As some who post infrequently here on the forums may recall
"Wei Ji hates technology".
No, I do not hate technology.
I hate unproven, expensive, costs more than it's worth and takes too much time to maintain technology.
It used to be a long, long time ago like, ten years that companies would alpha, beta, and release test their products before actually releasing them to the wild.
Now one's lucky if they alpha the thing before it hits the public.
Only if you consider setting your price at $1 to be "pricing yourself out of business".
I've known tons of QA testers over the years. They were uniformly underpaid, overworked, and unappreciated. Corporate's mantra has always been, "Can't you just script that?", so I watched our own product for years with a bug where you had to click an inch away from a radio button to make the page work. The code looked fine to a script, and corporate no longer wanted to pay for someone to manually walk through the steps.

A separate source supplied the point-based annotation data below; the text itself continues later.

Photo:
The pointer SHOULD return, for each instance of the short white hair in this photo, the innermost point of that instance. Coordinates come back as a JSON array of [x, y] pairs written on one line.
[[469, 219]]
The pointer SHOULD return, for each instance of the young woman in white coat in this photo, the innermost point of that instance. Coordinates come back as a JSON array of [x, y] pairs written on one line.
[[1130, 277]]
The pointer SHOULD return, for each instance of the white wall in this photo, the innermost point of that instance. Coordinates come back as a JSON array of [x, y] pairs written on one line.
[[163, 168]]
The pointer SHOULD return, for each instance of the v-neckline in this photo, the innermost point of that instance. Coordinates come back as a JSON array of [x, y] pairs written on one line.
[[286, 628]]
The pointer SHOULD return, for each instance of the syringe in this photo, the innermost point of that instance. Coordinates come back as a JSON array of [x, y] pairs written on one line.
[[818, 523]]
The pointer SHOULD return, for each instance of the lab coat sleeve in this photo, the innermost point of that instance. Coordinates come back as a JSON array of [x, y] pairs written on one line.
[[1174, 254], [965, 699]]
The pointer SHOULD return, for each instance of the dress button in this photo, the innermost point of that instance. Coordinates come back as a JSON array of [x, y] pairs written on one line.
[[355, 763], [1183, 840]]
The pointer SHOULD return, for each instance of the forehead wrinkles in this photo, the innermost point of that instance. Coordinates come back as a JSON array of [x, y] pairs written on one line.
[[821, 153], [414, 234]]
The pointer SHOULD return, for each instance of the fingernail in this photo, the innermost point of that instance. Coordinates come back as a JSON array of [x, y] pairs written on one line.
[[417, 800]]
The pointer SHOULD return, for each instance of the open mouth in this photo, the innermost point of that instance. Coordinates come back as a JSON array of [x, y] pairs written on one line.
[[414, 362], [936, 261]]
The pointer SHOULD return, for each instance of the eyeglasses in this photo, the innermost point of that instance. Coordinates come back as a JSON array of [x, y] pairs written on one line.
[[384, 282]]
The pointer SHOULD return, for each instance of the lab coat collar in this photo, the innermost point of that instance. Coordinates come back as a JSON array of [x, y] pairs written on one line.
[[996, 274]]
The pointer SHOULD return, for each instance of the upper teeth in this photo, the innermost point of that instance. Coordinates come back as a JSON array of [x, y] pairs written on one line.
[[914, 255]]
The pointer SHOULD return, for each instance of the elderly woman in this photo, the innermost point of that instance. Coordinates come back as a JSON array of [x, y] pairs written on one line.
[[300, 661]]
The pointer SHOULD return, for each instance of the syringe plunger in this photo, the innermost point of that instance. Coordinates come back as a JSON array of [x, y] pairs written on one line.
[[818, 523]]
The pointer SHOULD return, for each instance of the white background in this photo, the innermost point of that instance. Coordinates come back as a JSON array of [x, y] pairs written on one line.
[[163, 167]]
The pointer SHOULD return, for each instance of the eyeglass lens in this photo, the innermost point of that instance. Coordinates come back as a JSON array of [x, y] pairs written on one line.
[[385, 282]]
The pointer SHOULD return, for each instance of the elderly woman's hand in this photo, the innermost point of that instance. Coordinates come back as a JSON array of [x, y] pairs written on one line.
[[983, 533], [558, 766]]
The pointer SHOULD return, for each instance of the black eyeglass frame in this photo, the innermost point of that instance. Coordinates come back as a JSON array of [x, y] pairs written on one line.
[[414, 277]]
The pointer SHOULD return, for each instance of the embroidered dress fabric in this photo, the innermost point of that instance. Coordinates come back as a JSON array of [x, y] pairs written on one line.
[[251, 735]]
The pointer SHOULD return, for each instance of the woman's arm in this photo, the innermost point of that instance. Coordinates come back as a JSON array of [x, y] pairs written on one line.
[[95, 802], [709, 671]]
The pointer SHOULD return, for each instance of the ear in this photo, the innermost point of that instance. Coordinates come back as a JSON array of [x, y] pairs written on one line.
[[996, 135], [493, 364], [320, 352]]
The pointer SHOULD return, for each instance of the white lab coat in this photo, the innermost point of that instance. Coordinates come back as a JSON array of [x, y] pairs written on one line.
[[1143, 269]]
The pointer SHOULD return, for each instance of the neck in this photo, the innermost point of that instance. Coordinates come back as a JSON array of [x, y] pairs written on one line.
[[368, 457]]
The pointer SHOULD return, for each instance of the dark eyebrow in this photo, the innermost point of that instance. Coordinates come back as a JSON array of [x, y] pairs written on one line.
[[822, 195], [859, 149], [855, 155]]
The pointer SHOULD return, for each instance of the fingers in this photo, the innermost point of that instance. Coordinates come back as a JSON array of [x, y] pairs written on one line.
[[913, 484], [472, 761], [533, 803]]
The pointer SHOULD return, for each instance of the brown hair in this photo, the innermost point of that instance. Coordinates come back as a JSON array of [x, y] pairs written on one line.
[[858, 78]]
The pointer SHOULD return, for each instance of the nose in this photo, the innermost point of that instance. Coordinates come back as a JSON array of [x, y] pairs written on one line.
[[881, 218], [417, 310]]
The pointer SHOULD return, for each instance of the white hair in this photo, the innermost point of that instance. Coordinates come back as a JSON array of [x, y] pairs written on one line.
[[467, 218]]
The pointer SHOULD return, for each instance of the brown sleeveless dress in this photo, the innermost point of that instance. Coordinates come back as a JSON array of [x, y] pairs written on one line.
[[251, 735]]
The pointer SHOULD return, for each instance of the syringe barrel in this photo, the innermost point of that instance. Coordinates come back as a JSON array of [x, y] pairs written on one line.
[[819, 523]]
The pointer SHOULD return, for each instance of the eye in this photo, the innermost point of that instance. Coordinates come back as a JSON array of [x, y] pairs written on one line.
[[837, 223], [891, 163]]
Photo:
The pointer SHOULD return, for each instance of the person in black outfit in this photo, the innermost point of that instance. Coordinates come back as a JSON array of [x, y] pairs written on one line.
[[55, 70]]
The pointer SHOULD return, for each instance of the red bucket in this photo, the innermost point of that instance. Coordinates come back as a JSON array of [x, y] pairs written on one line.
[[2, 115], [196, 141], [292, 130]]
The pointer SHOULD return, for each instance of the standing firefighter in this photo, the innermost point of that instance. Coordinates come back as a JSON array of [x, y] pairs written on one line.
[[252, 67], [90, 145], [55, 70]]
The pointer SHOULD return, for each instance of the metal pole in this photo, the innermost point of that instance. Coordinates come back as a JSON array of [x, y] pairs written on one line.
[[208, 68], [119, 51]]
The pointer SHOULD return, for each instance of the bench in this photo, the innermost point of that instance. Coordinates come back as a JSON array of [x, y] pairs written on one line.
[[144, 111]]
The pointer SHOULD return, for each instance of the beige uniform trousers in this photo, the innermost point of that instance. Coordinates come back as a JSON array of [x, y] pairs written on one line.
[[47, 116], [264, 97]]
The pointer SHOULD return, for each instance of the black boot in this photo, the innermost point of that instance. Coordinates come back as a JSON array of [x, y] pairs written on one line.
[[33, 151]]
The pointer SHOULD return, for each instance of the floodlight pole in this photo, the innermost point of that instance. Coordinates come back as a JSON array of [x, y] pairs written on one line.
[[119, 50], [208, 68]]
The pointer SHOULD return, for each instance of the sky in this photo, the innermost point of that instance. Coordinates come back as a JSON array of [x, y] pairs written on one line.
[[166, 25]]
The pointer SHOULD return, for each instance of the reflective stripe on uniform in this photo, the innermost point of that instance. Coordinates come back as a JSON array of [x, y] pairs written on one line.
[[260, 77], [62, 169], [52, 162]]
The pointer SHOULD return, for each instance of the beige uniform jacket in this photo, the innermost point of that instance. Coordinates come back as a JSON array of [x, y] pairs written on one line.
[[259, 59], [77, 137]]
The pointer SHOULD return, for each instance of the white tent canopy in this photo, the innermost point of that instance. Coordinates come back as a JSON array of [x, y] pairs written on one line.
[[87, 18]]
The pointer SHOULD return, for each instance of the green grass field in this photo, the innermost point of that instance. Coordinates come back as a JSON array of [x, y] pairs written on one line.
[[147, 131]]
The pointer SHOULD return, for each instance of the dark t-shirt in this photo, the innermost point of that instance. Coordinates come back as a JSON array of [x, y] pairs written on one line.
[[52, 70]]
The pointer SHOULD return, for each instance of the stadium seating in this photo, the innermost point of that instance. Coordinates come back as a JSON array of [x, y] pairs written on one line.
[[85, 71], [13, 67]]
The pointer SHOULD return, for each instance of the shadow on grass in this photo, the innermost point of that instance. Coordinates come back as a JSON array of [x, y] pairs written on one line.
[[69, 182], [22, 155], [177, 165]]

Once it's all scripted and bugs continue to slip through the cracks because *gasp* you can't possibly script for everything a user might do, corporate decides, "If bugs are getting through anyway, then why do we have a QA department at all?"
And QA is now uniformly dumped on the customer. Customers now accept it, and QA is "free" for corporations.
I've never seen an argument that testing priced itself out of the market....
Yes that counts as well. There is something to be said for getting what you paid for, and increased skepticism the lower a price goes. I've also had to deal with testers undercutting each other as private consultants constantly until the price is so low that everyone involved is suspicious of each other.
BigNorseWolf |
2 people marked this as a favorite. |
Is not good for my temper.
I absolutely HATE when the help support leads in a circle instead of to the "this is how you get a human"
If someones tech support page does that, the first thing I'm telling the human I find is "please pass me up the chain to someone being paid enough to be sworn at"
NobodysHome |
1 person marked this as a favorite. |
At the risk of enraging Freehold, it looks like we're finally going to break 80°F today. The outdoor thermometer currently reads 81°F, but in the afternoon it's consistently high by 3°F because the sun is warming the concrete between the two houses. But with a couple of hours to go before peak temperature, I think it'll be our first 80°+ day of the year. Which in my mind says quite a bit about just how screwy this year has been weather-wise.